- Poster
- Directed by: Ramesh Balakrishnan
- Written by: Ramesh Balakrishnan Liaquat Ali Khan (dialogues)
- Produced by: Jothi Prasad
- Starring: Vijayashanti; Ramki; Indraja;
- Cinematography: S. V. Rajakishan Sagar
- Edited by: Banerji Rambabu
- Music by: Deva
- Production company: Maruthi Movie Makers
- Release date: 28 November 1997;
- Running time: 135 minutes
- Country: India
- Language: Tamil

= Thadayam =

Thadayam is a 1997 Indian Tamil language film directed by Ramesh Balakrishnan. The film stars Vijayashanti, Ramki and Indraja. It was released on 28 November 1997.

== Plot ==

Chandrasekhar alias Chandru, is a graduate but he cannot find a job so he often goes to jail for earning a living. He lives with his friend Jeeva. Jothi, a fearless criminal lawyer, fights against injustice.
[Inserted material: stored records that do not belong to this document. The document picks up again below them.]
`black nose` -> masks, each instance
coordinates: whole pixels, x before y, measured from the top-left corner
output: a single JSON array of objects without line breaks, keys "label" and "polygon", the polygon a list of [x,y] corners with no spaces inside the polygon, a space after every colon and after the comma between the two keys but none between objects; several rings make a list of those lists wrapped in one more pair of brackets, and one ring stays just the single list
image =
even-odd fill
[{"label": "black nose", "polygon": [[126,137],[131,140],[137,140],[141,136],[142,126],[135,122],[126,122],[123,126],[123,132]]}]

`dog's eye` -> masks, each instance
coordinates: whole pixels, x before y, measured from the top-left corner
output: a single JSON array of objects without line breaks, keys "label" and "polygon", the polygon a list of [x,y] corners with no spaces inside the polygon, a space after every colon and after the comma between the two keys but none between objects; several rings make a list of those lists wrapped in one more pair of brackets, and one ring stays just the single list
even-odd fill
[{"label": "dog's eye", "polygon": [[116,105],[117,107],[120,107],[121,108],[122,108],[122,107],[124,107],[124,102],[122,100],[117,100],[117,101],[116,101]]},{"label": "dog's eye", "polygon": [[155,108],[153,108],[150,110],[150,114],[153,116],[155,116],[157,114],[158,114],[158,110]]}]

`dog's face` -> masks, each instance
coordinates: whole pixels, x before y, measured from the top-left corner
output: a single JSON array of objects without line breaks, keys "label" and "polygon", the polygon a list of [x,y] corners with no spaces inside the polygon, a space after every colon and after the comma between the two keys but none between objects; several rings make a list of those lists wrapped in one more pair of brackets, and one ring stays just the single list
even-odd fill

Chandru falls in love with Devi while Jothi is in love with Chandru.

== Soundtrack ==
The soundtrack was composed by Deva.

| Song | Singer(s) | Lyrics | Duration |
| "Kaadhalane" | Swarnalatha | Vaasan | 5:03 |
| "Luck Luck" | Vadivelu | Vaali | 5:09 |
| "Oh Poornima" | P. Unni Krishnan, K. S. Chithra | 4:59 |
| "Oh Thevathaye" | P. Unni Krishnan | Ponniyin Selvan | 5:22 |
| "Velli Velli" | Mano, Amrutha | Vaali | 5:05 |

==Reception==
K. N. Vijiyan of New Straits Times wrote, "Those who like court scenes and Vijayasanthi would like Thadayam".